SYDNEY, New South Wales, Australia — official series release — Daniel Kalisz/Getty Images AsiaPac photo —
Wildcard Marcos Ambrose has successfully made it to the finish line in his first V8 Supercars race after nine years racing NASCAR in the USA, finishing 20th in the Xbox Ford Falcon FG II.
The two-time category champion was philosophical about the result, which came after he made a mistake in qualifying and crashed, meaning he started down the back — but also meaning he had an entertaining race with his former Stone Brothers Racing teammate Russell Ingall.
“I certainly feel better about doing all these laps and I was disappointed with myself in qualifying when I clipped the wall.” Ambrose told Channel 7’s Mark Larkham. “I was trying to be a good boy out there, I was following my old mate Russell and we had a bit of a [tussle].”
“The biggest issue was the window net kept falling down and I had to keep putting that back up during the race.

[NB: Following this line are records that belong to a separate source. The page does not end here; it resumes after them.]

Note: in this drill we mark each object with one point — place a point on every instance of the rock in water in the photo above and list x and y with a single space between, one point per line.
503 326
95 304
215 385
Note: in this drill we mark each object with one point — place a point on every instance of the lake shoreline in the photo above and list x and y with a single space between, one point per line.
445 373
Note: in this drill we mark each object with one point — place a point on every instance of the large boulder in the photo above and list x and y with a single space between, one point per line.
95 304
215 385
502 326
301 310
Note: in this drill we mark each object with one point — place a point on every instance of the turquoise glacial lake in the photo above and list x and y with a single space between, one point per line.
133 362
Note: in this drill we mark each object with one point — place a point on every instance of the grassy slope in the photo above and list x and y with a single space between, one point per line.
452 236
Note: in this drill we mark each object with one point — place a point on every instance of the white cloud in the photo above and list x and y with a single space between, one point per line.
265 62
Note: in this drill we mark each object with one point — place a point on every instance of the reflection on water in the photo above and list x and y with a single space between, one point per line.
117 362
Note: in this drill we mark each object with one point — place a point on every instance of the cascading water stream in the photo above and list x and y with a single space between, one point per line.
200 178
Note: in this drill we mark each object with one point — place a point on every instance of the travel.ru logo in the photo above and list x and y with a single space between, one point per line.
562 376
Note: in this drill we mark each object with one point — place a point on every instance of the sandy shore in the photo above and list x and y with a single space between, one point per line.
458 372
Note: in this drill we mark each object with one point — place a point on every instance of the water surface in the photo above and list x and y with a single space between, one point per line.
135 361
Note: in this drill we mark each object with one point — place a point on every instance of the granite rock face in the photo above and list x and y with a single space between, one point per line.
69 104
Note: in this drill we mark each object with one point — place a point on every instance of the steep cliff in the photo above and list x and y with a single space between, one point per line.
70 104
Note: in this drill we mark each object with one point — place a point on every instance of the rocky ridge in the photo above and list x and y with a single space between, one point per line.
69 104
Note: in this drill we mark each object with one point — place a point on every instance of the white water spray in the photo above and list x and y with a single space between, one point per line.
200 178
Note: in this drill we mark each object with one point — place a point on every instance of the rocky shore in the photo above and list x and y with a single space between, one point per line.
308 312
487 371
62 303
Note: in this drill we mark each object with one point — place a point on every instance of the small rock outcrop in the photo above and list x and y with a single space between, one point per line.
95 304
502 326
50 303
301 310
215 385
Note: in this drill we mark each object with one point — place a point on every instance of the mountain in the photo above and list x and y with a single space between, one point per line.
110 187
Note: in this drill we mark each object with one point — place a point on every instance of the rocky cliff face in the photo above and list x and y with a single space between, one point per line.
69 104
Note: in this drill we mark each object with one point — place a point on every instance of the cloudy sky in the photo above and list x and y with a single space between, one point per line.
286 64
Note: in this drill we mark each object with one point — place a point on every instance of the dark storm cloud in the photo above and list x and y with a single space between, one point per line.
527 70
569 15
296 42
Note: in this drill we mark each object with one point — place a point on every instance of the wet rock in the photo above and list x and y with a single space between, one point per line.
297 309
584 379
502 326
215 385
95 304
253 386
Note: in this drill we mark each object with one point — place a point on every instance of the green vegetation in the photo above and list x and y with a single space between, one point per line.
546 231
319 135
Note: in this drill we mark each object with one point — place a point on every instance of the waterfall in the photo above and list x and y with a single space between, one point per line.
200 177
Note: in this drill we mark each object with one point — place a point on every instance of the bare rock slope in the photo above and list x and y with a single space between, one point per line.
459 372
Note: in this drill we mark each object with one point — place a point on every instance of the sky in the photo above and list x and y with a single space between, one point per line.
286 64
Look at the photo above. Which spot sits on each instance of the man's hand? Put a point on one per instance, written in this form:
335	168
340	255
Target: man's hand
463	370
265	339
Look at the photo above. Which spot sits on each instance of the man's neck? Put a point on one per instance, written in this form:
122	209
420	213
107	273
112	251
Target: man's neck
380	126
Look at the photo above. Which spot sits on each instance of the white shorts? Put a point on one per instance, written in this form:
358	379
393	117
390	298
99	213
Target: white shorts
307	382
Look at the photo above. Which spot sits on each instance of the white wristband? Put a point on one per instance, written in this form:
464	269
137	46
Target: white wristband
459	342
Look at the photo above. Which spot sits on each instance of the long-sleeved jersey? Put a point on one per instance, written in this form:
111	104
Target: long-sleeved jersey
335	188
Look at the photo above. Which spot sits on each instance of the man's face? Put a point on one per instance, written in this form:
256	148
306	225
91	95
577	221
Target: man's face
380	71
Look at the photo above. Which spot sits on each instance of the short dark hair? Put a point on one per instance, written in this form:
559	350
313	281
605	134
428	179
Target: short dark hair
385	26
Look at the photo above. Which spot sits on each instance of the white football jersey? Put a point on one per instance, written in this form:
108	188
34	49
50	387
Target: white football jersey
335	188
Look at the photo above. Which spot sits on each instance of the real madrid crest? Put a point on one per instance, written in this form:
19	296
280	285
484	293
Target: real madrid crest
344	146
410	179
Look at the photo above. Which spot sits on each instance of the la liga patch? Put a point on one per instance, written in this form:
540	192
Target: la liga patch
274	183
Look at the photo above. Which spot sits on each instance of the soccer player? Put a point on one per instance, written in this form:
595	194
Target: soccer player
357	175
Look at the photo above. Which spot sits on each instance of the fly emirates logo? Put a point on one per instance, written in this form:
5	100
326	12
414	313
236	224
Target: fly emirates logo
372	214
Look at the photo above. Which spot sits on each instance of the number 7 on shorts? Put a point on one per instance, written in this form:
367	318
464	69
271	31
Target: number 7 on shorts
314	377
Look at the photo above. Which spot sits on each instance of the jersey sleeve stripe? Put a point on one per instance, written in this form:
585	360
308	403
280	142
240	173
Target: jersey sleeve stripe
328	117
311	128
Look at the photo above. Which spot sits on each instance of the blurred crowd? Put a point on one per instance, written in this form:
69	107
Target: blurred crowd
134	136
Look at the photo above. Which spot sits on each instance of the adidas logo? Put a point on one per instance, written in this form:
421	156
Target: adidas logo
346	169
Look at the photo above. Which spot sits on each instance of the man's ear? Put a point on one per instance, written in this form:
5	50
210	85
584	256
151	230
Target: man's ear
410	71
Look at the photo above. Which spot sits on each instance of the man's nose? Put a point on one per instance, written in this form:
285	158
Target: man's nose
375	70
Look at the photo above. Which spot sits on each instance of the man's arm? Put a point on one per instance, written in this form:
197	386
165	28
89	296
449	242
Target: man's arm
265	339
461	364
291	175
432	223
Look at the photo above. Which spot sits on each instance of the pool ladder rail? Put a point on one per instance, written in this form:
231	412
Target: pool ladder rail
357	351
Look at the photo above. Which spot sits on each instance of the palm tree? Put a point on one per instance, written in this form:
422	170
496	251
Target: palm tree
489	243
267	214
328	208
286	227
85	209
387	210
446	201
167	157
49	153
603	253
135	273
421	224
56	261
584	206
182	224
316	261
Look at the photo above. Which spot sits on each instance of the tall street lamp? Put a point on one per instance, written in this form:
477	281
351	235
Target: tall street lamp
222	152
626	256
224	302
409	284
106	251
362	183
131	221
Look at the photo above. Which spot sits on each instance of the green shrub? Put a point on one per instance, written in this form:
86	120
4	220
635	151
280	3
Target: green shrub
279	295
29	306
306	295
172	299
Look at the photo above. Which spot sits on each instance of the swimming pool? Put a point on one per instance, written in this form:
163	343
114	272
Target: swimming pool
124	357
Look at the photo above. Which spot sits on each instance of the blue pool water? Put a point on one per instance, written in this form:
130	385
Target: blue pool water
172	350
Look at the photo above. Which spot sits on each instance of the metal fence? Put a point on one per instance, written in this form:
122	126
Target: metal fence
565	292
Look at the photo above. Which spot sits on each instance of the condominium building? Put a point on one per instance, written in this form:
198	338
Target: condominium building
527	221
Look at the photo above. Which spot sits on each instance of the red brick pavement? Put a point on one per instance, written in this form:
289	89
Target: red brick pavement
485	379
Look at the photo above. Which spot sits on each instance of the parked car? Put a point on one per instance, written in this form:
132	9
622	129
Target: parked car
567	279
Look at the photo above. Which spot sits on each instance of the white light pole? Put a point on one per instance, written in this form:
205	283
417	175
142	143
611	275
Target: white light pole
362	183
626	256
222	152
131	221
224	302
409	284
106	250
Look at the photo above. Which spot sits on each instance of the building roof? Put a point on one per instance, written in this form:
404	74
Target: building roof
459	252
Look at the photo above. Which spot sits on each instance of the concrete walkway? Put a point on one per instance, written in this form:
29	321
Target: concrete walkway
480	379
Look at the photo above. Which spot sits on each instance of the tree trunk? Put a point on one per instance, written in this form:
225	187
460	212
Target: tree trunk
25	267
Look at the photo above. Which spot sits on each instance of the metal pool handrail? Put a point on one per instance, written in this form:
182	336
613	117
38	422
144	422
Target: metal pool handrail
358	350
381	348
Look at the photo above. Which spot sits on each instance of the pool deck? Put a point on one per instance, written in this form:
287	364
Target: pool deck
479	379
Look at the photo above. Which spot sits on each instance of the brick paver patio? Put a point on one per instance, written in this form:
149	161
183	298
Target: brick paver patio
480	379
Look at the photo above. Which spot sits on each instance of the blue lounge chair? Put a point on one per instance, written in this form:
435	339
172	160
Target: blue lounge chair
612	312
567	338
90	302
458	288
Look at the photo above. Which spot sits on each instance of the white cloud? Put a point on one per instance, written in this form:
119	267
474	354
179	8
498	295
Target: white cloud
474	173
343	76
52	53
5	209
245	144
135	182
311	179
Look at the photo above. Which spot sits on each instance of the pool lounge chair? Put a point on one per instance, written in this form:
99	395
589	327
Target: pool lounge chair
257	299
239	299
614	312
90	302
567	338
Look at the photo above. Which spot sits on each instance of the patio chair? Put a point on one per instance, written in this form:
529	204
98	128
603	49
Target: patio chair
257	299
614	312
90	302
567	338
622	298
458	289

So I had my hands full there just trying to understand things, new car gremlins and all that.”
Ambrose, who returns to the V8 Supercars Championship full-time in 2015 with the newly-formed DJR Team Penske, must back up for a second 125km race this afternoon. With storm clouds brewing in western Sydney it may be his first wet race in years.
“I haven’t done much road racing either [lately],” he said. “It’s just great to be home and racing Supercars. Once I get more competitive I will feel better about it.”
Ambrose said he is looking forward to tomorrow afternoon’s 250 km championship finale.
“We will pick it up tomorrow and see if we can do better in that longer race.”
Ambrose said he had no doubt the quality of the championship had lifted in his absence and the New Generation V8 Supercars were a different experience to what he was was used to.
“I left winning and come back running 20th, so absolutely no doubt the game has picked up,” said Ambrose. “The cars are very different the way they set them up, so I have a lot ot learn. I feel like the car is kinda upside down for me; everywhere I need grip I’ve got none and everywhere I don’t need it I have got a lot.”